Refinancing and debt consolidation are two important terms, which are considered to be the same by many business owners. However, you need to know that consolidation is completely different from refinancing. Business debt consolidation loans are responsible for combining numerous payments into single loans. You do not have to worry about paying money to numerous lenders on different schedules. However, you have to make the payments to only one lender. As stated by www.forbes.com, debt consolidation is a simple way of getting out of excess debt.
For example, you might have to make a payment right at the beginning of every month, pay your lines of credit weekly and also clear the bill of your credit card at the end of the month. When you opt to consolidate them, you will have to combine all of these payments and pay the money only to one lender. With the help of debt consolidation, you can get low rates of interest, which will help in reducing the overall payment as well as the cost associated with borrowing. For instance, you might take numerous loans with high rates of interest because your credit score is low or there are other challenges within your business. If the situation that you were in earlier has improved, you are going to qualify for amazing rates as well as terms, and this is why you can receive the consolidation loan with low rates of interest.
On the other hand, if you decide to refinance your existing debt, you are not consolidating it. Indeed, debt refinancing is another option, and it involves receiving a loan at a low rate of interest to save money. However, you have to keep working with multiple lenders only but the benefits that you are going to receive will include a reduced rate of interest, longer terms of repayment, and lower fees.
Why should you consolidate your business debt?
If you are interested in controlling business debt, consolidation is one of the best options for you. However, as a business owner, you need to understand why you should consolidate your existing business debts. Given below is a list of the reasons as to why debt consolidation is going to be beneficial for your small business.
Improved terms of repayment
It has been observed that most of the businesses have payment schedules that are spread all over the month. If you are also one among them, you have the option of improving the terms of repayment when you decide to consolidate your business loans. Instead of having to clear money to every individual lender, you have to pay money to a single lender on a scheduled date.
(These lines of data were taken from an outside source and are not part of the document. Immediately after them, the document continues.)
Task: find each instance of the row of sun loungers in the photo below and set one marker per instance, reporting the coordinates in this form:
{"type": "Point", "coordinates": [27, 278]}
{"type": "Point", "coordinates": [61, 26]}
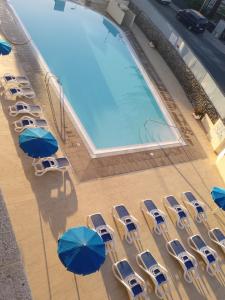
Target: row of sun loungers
{"type": "Point", "coordinates": [19, 86]}
{"type": "Point", "coordinates": [122, 269]}
{"type": "Point", "coordinates": [13, 87]}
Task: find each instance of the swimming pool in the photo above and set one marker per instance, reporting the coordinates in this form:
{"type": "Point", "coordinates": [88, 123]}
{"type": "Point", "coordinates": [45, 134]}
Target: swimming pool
{"type": "Point", "coordinates": [113, 103]}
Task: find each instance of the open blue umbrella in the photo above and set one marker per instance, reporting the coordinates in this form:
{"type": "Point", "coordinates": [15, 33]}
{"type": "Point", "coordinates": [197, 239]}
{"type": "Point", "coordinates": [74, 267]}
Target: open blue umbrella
{"type": "Point", "coordinates": [218, 195]}
{"type": "Point", "coordinates": [5, 48]}
{"type": "Point", "coordinates": [38, 142]}
{"type": "Point", "coordinates": [81, 250]}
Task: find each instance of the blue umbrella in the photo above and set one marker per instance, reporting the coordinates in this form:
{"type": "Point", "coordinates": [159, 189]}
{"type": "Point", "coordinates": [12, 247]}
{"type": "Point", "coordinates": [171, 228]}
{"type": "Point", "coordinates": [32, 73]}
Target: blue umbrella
{"type": "Point", "coordinates": [218, 195]}
{"type": "Point", "coordinates": [81, 250]}
{"type": "Point", "coordinates": [5, 48]}
{"type": "Point", "coordinates": [38, 142]}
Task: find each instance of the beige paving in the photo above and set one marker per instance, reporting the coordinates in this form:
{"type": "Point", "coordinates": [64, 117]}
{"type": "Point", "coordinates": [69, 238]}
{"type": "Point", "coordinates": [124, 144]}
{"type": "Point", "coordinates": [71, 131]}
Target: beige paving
{"type": "Point", "coordinates": [42, 208]}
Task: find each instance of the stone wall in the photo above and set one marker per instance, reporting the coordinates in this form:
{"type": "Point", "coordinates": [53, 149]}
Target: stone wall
{"type": "Point", "coordinates": [192, 87]}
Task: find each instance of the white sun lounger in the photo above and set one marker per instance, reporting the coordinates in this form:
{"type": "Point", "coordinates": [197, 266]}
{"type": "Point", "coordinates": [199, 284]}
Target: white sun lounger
{"type": "Point", "coordinates": [129, 222]}
{"type": "Point", "coordinates": [8, 80]}
{"type": "Point", "coordinates": [157, 273]}
{"type": "Point", "coordinates": [18, 92]}
{"type": "Point", "coordinates": [97, 222]}
{"type": "Point", "coordinates": [177, 212]}
{"type": "Point", "coordinates": [134, 284]}
{"type": "Point", "coordinates": [24, 108]}
{"type": "Point", "coordinates": [218, 237]}
{"type": "Point", "coordinates": [186, 260]}
{"type": "Point", "coordinates": [155, 215]}
{"type": "Point", "coordinates": [29, 122]}
{"type": "Point", "coordinates": [196, 207]}
{"type": "Point", "coordinates": [209, 255]}
{"type": "Point", "coordinates": [44, 165]}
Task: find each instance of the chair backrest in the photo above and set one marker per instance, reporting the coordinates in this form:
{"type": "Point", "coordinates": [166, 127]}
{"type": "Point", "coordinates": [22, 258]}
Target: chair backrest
{"type": "Point", "coordinates": [62, 162]}
{"type": "Point", "coordinates": [34, 108]}
{"type": "Point", "coordinates": [122, 211]}
{"type": "Point", "coordinates": [198, 241]}
{"type": "Point", "coordinates": [97, 220]}
{"type": "Point", "coordinates": [150, 205]}
{"type": "Point", "coordinates": [177, 247]}
{"type": "Point", "coordinates": [219, 234]}
{"type": "Point", "coordinates": [148, 259]}
{"type": "Point", "coordinates": [125, 268]}
{"type": "Point", "coordinates": [172, 201]}
{"type": "Point", "coordinates": [190, 197]}
{"type": "Point", "coordinates": [41, 122]}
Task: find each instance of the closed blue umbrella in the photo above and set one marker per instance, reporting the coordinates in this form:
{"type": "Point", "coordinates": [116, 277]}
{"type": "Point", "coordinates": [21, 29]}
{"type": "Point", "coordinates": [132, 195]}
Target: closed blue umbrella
{"type": "Point", "coordinates": [81, 250]}
{"type": "Point", "coordinates": [218, 195]}
{"type": "Point", "coordinates": [38, 142]}
{"type": "Point", "coordinates": [5, 48]}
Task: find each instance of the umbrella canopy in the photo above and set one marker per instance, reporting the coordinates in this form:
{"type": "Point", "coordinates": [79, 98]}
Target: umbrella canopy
{"type": "Point", "coordinates": [5, 48]}
{"type": "Point", "coordinates": [81, 250]}
{"type": "Point", "coordinates": [38, 142]}
{"type": "Point", "coordinates": [218, 195]}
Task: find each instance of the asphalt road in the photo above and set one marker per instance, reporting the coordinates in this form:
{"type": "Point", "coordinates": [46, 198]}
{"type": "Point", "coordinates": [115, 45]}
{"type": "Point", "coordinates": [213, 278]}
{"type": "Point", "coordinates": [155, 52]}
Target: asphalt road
{"type": "Point", "coordinates": [210, 56]}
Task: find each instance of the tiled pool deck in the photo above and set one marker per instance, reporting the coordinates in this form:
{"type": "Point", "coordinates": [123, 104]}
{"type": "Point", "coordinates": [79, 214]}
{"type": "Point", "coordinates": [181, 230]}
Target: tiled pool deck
{"type": "Point", "coordinates": [43, 208]}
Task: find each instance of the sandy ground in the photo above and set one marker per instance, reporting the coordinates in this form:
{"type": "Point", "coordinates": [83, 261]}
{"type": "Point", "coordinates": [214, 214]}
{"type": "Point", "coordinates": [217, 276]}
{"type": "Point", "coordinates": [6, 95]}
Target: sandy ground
{"type": "Point", "coordinates": [41, 209]}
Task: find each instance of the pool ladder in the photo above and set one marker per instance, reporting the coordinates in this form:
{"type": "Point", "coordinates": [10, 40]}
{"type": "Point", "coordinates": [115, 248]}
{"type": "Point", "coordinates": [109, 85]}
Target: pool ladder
{"type": "Point", "coordinates": [61, 128]}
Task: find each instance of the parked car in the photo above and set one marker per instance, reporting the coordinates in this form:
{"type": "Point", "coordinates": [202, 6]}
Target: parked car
{"type": "Point", "coordinates": [165, 2]}
{"type": "Point", "coordinates": [193, 20]}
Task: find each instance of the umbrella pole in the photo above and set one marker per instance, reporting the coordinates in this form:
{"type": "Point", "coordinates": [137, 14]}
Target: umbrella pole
{"type": "Point", "coordinates": [75, 280]}
{"type": "Point", "coordinates": [34, 162]}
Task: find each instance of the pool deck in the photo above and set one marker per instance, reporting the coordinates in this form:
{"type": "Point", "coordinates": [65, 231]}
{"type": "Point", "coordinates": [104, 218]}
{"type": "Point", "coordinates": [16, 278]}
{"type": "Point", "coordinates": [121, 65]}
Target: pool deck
{"type": "Point", "coordinates": [41, 209]}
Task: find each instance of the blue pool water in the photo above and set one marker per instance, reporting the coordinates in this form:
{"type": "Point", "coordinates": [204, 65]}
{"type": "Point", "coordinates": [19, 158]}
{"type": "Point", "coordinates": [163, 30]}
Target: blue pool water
{"type": "Point", "coordinates": [100, 77]}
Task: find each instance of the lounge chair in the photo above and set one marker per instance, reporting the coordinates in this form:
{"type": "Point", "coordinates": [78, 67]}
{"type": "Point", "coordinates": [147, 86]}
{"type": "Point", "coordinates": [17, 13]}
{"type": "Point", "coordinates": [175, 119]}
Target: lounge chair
{"type": "Point", "coordinates": [208, 254]}
{"type": "Point", "coordinates": [157, 273]}
{"type": "Point", "coordinates": [155, 215]}
{"type": "Point", "coordinates": [196, 207]}
{"type": "Point", "coordinates": [185, 259]}
{"type": "Point", "coordinates": [28, 122]}
{"type": "Point", "coordinates": [177, 211]}
{"type": "Point", "coordinates": [129, 222]}
{"type": "Point", "coordinates": [218, 237]}
{"type": "Point", "coordinates": [97, 222]}
{"type": "Point", "coordinates": [44, 165]}
{"type": "Point", "coordinates": [134, 284]}
{"type": "Point", "coordinates": [18, 92]}
{"type": "Point", "coordinates": [8, 80]}
{"type": "Point", "coordinates": [24, 108]}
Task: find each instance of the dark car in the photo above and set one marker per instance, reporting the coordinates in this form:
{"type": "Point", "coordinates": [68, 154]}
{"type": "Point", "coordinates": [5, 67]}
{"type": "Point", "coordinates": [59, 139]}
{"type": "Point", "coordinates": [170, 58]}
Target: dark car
{"type": "Point", "coordinates": [192, 19]}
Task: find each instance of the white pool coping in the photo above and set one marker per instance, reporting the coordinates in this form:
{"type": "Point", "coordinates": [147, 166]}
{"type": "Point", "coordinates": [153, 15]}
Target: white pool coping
{"type": "Point", "coordinates": [93, 151]}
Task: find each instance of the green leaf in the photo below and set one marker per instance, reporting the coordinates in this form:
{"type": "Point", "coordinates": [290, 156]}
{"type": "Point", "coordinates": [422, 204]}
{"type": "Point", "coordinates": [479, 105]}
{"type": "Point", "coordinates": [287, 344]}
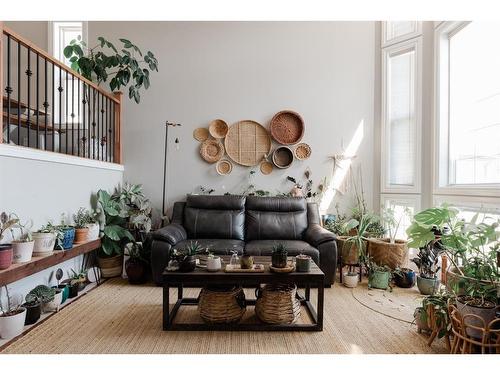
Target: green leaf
{"type": "Point", "coordinates": [68, 51]}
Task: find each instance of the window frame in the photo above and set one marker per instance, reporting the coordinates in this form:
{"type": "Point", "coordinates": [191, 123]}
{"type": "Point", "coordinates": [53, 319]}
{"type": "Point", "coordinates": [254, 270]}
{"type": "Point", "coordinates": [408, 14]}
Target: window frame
{"type": "Point", "coordinates": [385, 41]}
{"type": "Point", "coordinates": [386, 187]}
{"type": "Point", "coordinates": [441, 126]}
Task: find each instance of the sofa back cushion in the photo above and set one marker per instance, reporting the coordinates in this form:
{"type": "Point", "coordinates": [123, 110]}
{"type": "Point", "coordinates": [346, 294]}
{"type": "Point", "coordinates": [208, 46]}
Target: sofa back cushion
{"type": "Point", "coordinates": [221, 217]}
{"type": "Point", "coordinates": [275, 218]}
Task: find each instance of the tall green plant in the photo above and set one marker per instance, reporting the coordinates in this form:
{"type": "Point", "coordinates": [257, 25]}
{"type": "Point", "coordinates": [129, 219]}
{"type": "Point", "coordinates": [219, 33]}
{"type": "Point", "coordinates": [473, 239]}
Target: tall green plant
{"type": "Point", "coordinates": [124, 66]}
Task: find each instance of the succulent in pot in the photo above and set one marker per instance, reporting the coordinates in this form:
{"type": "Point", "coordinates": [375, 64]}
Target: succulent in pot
{"type": "Point", "coordinates": [6, 252]}
{"type": "Point", "coordinates": [12, 317]}
{"type": "Point", "coordinates": [279, 256]}
{"type": "Point", "coordinates": [136, 265]}
{"type": "Point", "coordinates": [81, 219]}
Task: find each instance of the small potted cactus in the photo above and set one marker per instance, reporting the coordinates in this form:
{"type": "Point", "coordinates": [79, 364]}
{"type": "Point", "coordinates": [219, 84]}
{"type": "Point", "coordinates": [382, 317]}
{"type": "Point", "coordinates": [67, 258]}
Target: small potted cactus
{"type": "Point", "coordinates": [279, 256]}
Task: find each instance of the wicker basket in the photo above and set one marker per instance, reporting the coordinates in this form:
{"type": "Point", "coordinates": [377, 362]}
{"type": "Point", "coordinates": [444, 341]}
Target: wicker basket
{"type": "Point", "coordinates": [277, 304]}
{"type": "Point", "coordinates": [221, 305]}
{"type": "Point", "coordinates": [384, 253]}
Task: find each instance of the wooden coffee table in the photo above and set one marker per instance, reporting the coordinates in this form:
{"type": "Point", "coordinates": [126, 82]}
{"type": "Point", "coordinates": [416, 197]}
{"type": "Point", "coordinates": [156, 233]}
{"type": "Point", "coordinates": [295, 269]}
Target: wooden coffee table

You might also receive long terms of repayment. You might have a loan that has a term of 12 months. When you receive the consolidation loan, it will be responsible for covering this loan along with the other loans and your credit card debt. The term to repay a consolidation loan is 4 years, which gives you a lot of time to clear your short term loans as well as other additional debt amounts.
Reduced fees as well as the rates of interest
One amazing benefit of consolidating your business loans is that you can save more money because of low rates of interest as well as fees. If the credit situation that you are currently in has gone through massive changes since you received loans of high interest, you will get better rates of interest. When you consolidate your business loans to reduce the rate of interest as well as the fees associated, it can be immensely helpful, especially if you are buried in a lot of unwanted debt.
Improves the flow of cash
If you are capable of securing consolidation loans, which have the capability of lowering the cost associated with borrowing as well as the payments, you can contribute to improving the flow of cash within your business. You can invest the money that you save on your business and you can also use it for clearing the debt quickly.
Types of loans
Irrespective of whether you are unable to clear your debt or you are interested in receiving better terms and rates, it is suggested that you organize numerous payments into a single one so that you can clear your payments easily. This is why you should choose debt consolidation over other debt-relief options. To gain more knowledge about debt consolidation, you can visit NationaldebtRelief.com.
Bank loans- If your credit history is solid, you can turn to the traditional banks to receive a debt consolidation loan. However, you need to understand that it is not easy to qualify for a traditional bank loan. Even if you are qualifying, you are going to receive low rates of interest as well as long terms of repayment. To get a traditional bank loan, the credit score has to be above 700 and you need to be in the business for around 2 years.
SBA loans- The small business administration loans are considered to be ideal resources for getting long term and affordable business loans. SBA 7(a) loans can be used for numerous business purposes, which include, refinancing the debt or consolidating it. If you are not qualified enough to get a traditional bank loan, this is an option that you need to consider.
While handling all the aspects of your business, it can become difficult to remember the dates and tackle all the creditors that you have. When you consolidate your business debts, you will feel free because you only have to take care of a single payment as well as one due date every month.